Selective modification of a lysine or cysteine side chain leaves a handle for bifunctional chelators (e.g. DOTA, NOTA or HYNIC) tailored to complex different radiometals under biologic conditions. Spacer units of PEG repeats, β-amino acids or rigid cyclic moieties separate the metal from the binding epitope to reduce steric occlusion and influence renal clearance. In this plug-and-play strategy, the development of an optimized targeting moiety is not limited by the choice of payload; affinity maturation can be decoupled from radiochemistry. Moreover, the same precursor can be labeled with different isotopes at the final stage, reducing GMP manufacturing and allowing a single active pharmaceutical ingredient (API) for both diagnostic and therapeutic applications. As the conditions required for radiometal complexation are mild (low pH and room temperature), the secondary structure of peptides is maintained, allowing diagnostic and therapeutic isotopes to be introduced sequentially or in parallel without affecting the pharmacophore. Orthogonal functional handles, such as azide-alkyne click chemistry, can be further exploited to install a fluorophore for intra-operative guidance in parallel with a therapeutic radionuclide, resulting in triple-function vectors spanning PET, fluorescence and radiotherapy. This chemical promiscuity allows targeting logic to be maintained while the payload suite is expanded, and preserves the "see what you treat" principle across multiple modalities, streamlining clinical translation.

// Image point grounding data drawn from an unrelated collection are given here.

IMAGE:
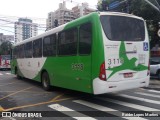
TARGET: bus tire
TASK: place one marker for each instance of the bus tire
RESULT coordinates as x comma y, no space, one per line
18,76
158,74
45,81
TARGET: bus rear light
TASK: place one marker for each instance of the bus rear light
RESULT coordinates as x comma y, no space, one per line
0,60
148,72
102,74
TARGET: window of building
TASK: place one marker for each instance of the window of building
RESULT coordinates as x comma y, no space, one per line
28,50
67,43
49,45
37,48
85,39
21,51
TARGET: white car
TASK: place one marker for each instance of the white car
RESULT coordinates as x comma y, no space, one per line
155,67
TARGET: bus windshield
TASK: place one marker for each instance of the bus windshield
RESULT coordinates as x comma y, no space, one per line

Dynamic binding permits sampling of multiple copies of the receptor per cell during a single circulation time. Fast on-rates with moderate off-rates allow the ligand to unbind and diffuse further into tumor parenchyma, then rebind at downstream receptors, spreading the diagnostic or therapeutic payload throughout the lesion rather than concentrating it at the periphery. This behavior is particularly desirable for therapeutic isotopes whose cytotoxic range exceeds the originating cell; homogenous distribution both maximizes the bystander effect and minimizes toxicity to adjacent normal tissue. Repeatable targeting behavior also means that once the first imaging or therapy cycle has been completed and the peptide has cleared, the tumor is not permanently altered and further administrations can be given with the same pharmacokinetics. In contrast to irreversible covalent inhibitors that change the antigen and prevent further imaging, reversible peptide binding also permits longitudinal response monitoring and repeat dosing without accumulating off-target toxicity, a prerequisite for fractionated radioligand therapy.

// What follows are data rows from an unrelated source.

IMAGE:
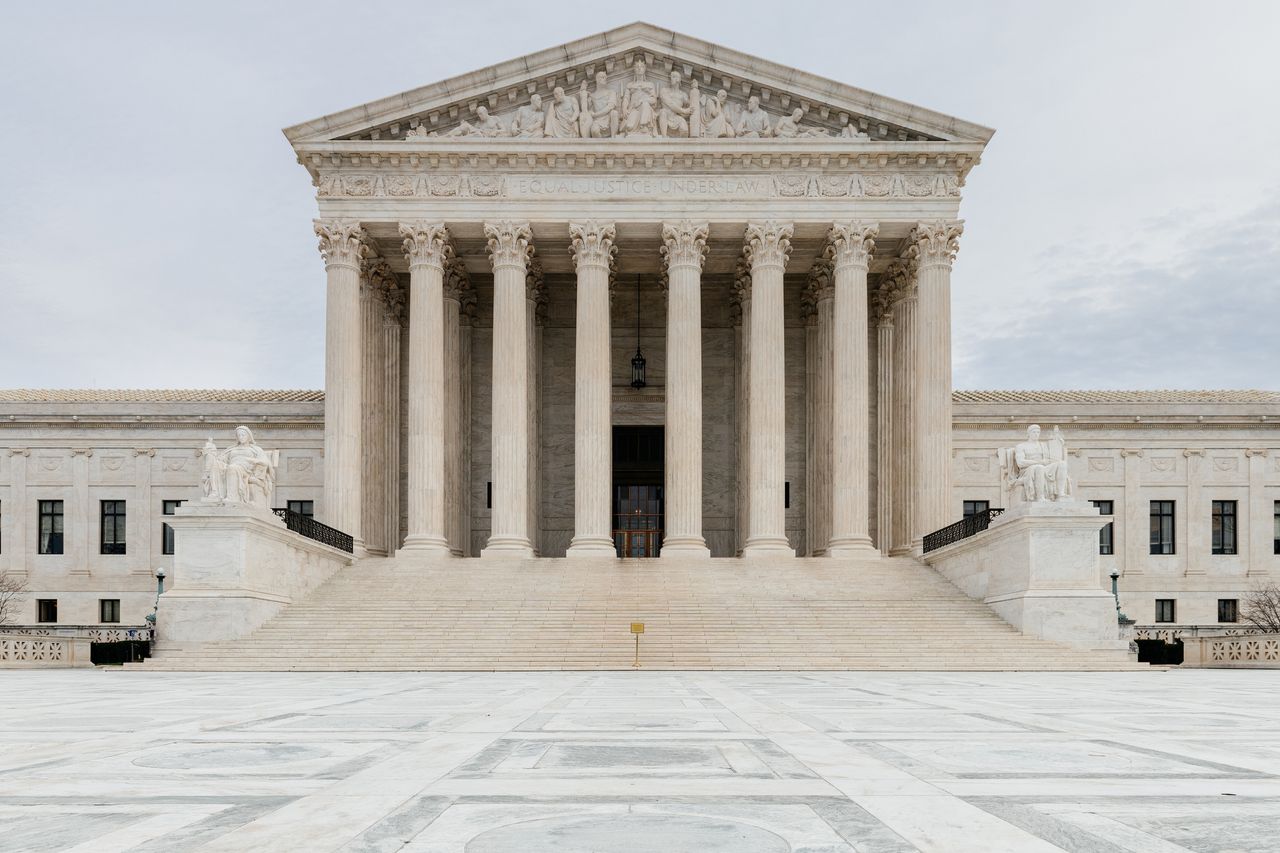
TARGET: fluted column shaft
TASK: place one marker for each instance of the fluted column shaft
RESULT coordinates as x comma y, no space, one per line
822,389
455,484
428,250
392,422
850,246
374,450
592,243
767,247
341,247
904,422
684,249
885,406
508,249
744,414
935,246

Dual affinity and kinetic properties are required of a theranostic peptide. Peptides need fast clearance to allow high-contrast imaging and, conversely, retention for therapeutic effects. In addition, a theranostic peptide requires that the targeting geometry be maintained between the diagnostic and therapeutic versions of the peptide. These factors place limitations on design. The peptide must bind to its target with nanomolar affinity, independent of whether a diagnostic or therapeutic payload is attached. The peptide must be resistant to proteolysis for a time long enough to have therapeutic effect and be cleared quickly enough to be useful for imaging. In addition, it should be resistant to chemical modifications necessary for radiolabeling or drug attachment. These factors can be considered by careful placement of attachment sites distant from the binding epitope, incorporation of an appropriate linker length and flexibility and amino-acid sequence to confer metabolic stability, while remaining amenable to renal clearance.

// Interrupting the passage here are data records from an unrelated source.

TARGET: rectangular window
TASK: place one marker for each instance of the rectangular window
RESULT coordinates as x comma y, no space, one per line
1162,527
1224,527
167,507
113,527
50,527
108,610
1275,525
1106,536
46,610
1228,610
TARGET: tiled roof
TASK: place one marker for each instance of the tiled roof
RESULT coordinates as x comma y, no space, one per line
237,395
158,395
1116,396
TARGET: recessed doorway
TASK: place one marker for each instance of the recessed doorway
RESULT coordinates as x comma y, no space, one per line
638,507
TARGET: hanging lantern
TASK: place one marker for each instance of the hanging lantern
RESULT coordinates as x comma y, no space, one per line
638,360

Imaging-labeled peptides and drug-conjugated peptides risk functional divergence if the same attachment site leads to chemical competition; a chelator attached to the side-chain of a lysine or cysteine residue can mask the binding epitope through steric hindrance or charge reversal, leading to therapeutic conjugates with no affinity and tracer formats that are intact. To eliminate functional divergence, the chelator is often placed at the N- or C-terminus distal from the receptor-binding site, and separated by a rigid hydrophilic spacer. All conjugates, whether modified with a fluorophore, DOTA, or a cytotoxic warhead, should be verified with identical receptor-binding assays to ensure that diagnostic and therapeutic formats diverge by no more than twofold in Kd and internalization rates.
Kinetic conflicts arise because, for a long-lived therapeutic radioisotope like 177Lu (6.7 days), retention in tumors for days to weeks is required to deliver a killing dose, whereas the retention required for imaging over hours would create a high background that masks small lesions. Modulation of residence time makes use of a hybrid approach: the diagnostic formulation loads each peptide with a short-lived radioisotope for rapid clearance; the therapeutic formulation loads a long-lived radioisotope and adds an albumin-binding tag to lengthen circulation time by a factor of a few. In both cases the peptide itself and its tumor affinity are the same; this is required for quantitative correlation of the diagnostic images with the therapeutic dose.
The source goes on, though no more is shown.